The software company raised £33m in July to fund expansion
October 20, 2021
  • Salary costs rise as it recruits new heads for North America and Asia Pacific
  • Net cash of £35m (ex-liabilities) is enough for "foreseeable future"

The tumult experienced in commercial property markets over the past 18 months doesn’t appear to have put off investment in the flexible workspace sector. The investment appeal is understandable given that many companies still haven't worked out a long-term hybrid working plan and what it means for their own office footprints. Essensys (ESYS), a software-as-a-service (SaaS) operator, is intent on seizing the opportunity, illustrated by a recent £33m equity raise to support geographical expansion.

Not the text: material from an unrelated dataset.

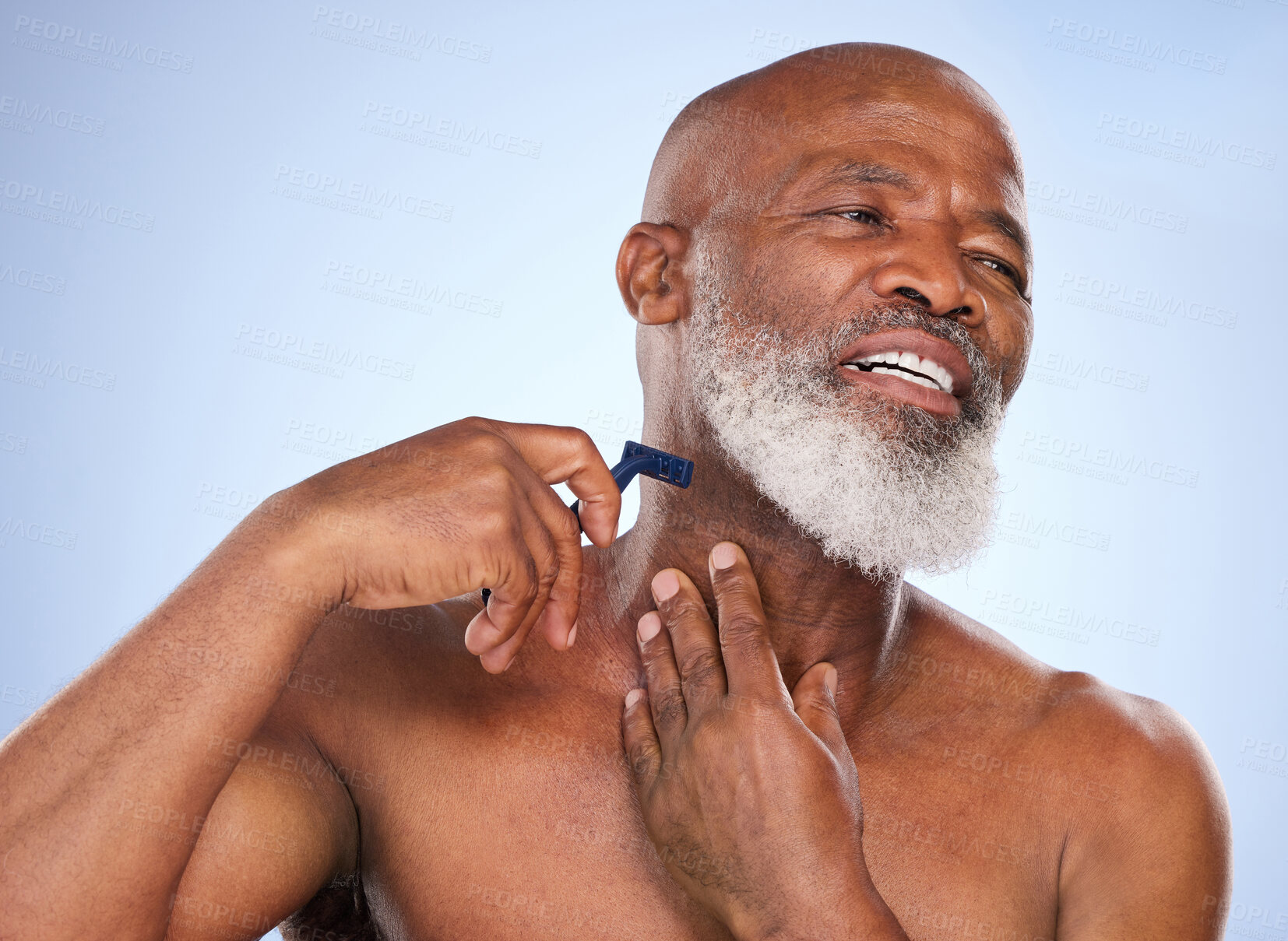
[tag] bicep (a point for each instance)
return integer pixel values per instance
(1156, 862)
(281, 829)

The push into overseas markets is understandable given the global growth of SaaS, although it opens up the provider to other risks. Indeed, annual revenues were held in check due to adverse currency fluctuations, but it's also worth noting that domestic UK sales were 13 per cent down on FY2020. The percentage of recurring revenues at 87 per cent was broadly flat on the prior year. Group administrative expenses jumped by 20 per cent, with staff costs rising by 40 per cent as the group brought in new executives, including new heads for its North America and Asia-Pacific businesses. The equity raise meant it closed the year with £36.9m of cash (ex-liabilities), which it claims is enough for “the foreseeable future”, although it's worth mentioning that the group recorded a net outflow of £12.7m in financing activities when proceeds from the issuance of new shares are discounted. 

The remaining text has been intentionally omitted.